Veröffentlicht: 16.04.2025. Rubrik: Aktionen
*Eine Mär, erzählt von meinem Opa /{April-Aktion 2025}
Ein Märchen fällt mir ein, das mir mein Großvater erzählt hat. Nur ein einziges hat er gewusst, das ich mir jedoch immer wieder erzählen ließ, weil es so schaurig war.
In einem weiten Land spielt es, im hohen Norden, wo es einsame Gutshäuser gab inmitten von tiefen Wäldern, weitab von jeder Ansiedlung. Ganz ähnlich wie bei Dr. Schiwago, der im tiefen Winter nach Warykino kommt, schwebt es mir vor, in genau so einem eiskalten, schneegeschwängerten Winter. Es war wohl schon gegen Abend, als ein ehrenwerter Gutsherr anspannen ließ. Zwingend notwendig musste er in die entfernte Stadt, unbedingt, kutschiert von seinem treuesten Diener.

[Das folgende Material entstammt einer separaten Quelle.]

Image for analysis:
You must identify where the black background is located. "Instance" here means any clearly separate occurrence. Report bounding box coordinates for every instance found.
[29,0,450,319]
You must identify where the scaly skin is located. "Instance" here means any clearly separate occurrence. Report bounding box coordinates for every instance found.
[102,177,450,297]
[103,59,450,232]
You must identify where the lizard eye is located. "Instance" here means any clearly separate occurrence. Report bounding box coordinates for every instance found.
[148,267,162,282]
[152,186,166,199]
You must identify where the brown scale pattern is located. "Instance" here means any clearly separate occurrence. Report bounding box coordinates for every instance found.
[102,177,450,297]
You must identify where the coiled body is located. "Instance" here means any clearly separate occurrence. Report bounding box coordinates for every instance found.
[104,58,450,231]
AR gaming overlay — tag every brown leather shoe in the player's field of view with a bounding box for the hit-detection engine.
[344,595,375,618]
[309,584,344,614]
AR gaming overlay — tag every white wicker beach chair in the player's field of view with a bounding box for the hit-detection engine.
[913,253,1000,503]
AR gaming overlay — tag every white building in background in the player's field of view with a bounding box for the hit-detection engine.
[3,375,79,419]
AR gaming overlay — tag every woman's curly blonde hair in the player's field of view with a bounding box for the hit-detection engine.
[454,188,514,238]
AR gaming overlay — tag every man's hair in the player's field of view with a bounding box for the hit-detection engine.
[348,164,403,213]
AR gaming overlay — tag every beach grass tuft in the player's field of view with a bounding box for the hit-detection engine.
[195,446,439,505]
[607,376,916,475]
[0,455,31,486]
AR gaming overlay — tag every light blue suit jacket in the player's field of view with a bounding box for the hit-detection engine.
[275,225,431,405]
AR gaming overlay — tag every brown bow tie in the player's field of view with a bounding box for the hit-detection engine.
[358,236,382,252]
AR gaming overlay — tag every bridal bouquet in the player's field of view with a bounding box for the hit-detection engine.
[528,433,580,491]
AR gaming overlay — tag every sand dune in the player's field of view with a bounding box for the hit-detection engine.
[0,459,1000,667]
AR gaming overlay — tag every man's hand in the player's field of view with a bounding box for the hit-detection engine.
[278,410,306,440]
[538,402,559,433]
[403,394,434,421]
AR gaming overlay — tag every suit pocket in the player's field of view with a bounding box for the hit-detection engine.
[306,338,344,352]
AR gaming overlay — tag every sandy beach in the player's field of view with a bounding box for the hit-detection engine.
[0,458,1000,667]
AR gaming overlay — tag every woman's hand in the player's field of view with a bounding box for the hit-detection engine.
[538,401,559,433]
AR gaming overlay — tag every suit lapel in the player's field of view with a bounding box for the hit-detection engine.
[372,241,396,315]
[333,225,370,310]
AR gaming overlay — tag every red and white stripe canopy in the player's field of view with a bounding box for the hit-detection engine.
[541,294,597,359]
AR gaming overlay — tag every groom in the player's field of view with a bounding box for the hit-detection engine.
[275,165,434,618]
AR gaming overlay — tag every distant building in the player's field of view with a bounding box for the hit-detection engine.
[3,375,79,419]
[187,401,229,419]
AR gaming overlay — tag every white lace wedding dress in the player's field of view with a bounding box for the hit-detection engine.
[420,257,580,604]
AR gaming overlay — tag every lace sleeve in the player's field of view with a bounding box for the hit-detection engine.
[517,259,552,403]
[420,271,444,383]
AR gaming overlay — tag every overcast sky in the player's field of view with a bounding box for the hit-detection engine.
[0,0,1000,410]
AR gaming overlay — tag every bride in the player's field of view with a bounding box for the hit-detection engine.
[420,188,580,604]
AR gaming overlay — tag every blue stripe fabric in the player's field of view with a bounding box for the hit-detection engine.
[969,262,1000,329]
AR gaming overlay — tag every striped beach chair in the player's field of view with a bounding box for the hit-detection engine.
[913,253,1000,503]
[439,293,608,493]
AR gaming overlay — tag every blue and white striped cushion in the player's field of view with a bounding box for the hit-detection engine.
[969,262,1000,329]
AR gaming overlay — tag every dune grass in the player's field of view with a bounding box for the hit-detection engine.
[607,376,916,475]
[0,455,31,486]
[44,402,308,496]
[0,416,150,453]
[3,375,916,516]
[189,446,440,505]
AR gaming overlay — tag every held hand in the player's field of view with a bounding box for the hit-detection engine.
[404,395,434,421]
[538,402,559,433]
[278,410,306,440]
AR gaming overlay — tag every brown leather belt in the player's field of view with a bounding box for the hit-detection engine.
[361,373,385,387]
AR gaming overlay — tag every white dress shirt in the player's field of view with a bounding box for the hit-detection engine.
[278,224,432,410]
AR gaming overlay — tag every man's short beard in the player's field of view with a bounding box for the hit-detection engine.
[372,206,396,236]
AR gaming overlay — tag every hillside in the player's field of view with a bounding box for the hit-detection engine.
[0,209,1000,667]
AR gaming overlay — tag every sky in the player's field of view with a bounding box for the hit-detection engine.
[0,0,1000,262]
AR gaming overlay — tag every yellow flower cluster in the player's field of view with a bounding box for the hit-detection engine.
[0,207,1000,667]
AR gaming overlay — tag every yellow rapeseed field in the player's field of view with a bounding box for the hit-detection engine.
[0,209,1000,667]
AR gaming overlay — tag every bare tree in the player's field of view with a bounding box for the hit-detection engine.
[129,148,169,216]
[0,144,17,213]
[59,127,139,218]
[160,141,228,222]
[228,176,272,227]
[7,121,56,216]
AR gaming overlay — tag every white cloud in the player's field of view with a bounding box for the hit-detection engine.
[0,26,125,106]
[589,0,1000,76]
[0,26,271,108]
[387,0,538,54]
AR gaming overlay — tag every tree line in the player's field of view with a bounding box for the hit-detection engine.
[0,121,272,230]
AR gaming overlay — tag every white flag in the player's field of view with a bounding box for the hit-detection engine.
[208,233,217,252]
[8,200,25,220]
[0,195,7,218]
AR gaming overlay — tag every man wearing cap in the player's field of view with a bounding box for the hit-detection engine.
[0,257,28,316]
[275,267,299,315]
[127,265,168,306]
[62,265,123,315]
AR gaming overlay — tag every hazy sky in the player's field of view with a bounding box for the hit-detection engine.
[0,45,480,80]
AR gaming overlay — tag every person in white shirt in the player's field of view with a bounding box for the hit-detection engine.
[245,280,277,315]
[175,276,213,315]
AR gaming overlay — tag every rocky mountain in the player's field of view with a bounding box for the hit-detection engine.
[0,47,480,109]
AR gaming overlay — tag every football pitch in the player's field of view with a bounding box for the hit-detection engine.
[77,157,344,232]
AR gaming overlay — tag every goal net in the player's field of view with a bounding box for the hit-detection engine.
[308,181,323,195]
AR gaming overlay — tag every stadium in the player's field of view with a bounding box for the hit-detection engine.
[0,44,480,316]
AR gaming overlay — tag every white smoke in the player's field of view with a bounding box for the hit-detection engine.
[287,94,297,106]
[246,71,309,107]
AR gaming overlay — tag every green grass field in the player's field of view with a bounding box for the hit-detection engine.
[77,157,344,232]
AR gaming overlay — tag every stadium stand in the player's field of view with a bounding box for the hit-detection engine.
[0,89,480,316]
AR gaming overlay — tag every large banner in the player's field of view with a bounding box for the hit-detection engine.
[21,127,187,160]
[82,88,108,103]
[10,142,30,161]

Mitten im Gehölz trafen sie auf ein gefährliches, völlig ausgehungertes Wolfsrudel. Die Wölfe schlichen sich an. Heulend und knurrend näherten sich dem Einspänner mit dem schnaubenden, dampfenden Ross, erst zögerlich vorsichtig, dann griffen sie an. Das Pferd konnten die zwei Insassen nicht drangeben, unmöglich, denn ohne Gespann, ohne das Kaltblut, wären sie verloren gewesen. Die Bedrängnis der beiden, miteinander gut vertrauten Männer wurde immer schlimmer, sie wussten sich keinen Ausweg mehr. Da drückte der Diener seinem Herrn unvermittelt die Zügel in die Hand, verbat sich jegliche Widerrede, sprang beherzt aus dem Wagen, um sich den Wölfen zum Fraß vorzuwerfen, aus freien Stücken, um seinen Herrn zu retten.
An dieser Stelle hatte mein Opa dann immer Tränen in den Augen, die seine Stimme kurzzeitig erstickten. So sehr rührte ihn seine Mär von der unerschütterlichen Ergebenheit des treuen Dieners.
Mich dagegen hat diese Mär jedesmal traurig gestimmt, und ich habe versucht, meinen Opa zu einem anderen, in meinen Augen guten Ende zu überreden. Aber erfolglos. Diese letzte Heldentat des treuen Dieners hatte es ihm zeitlebens angetan.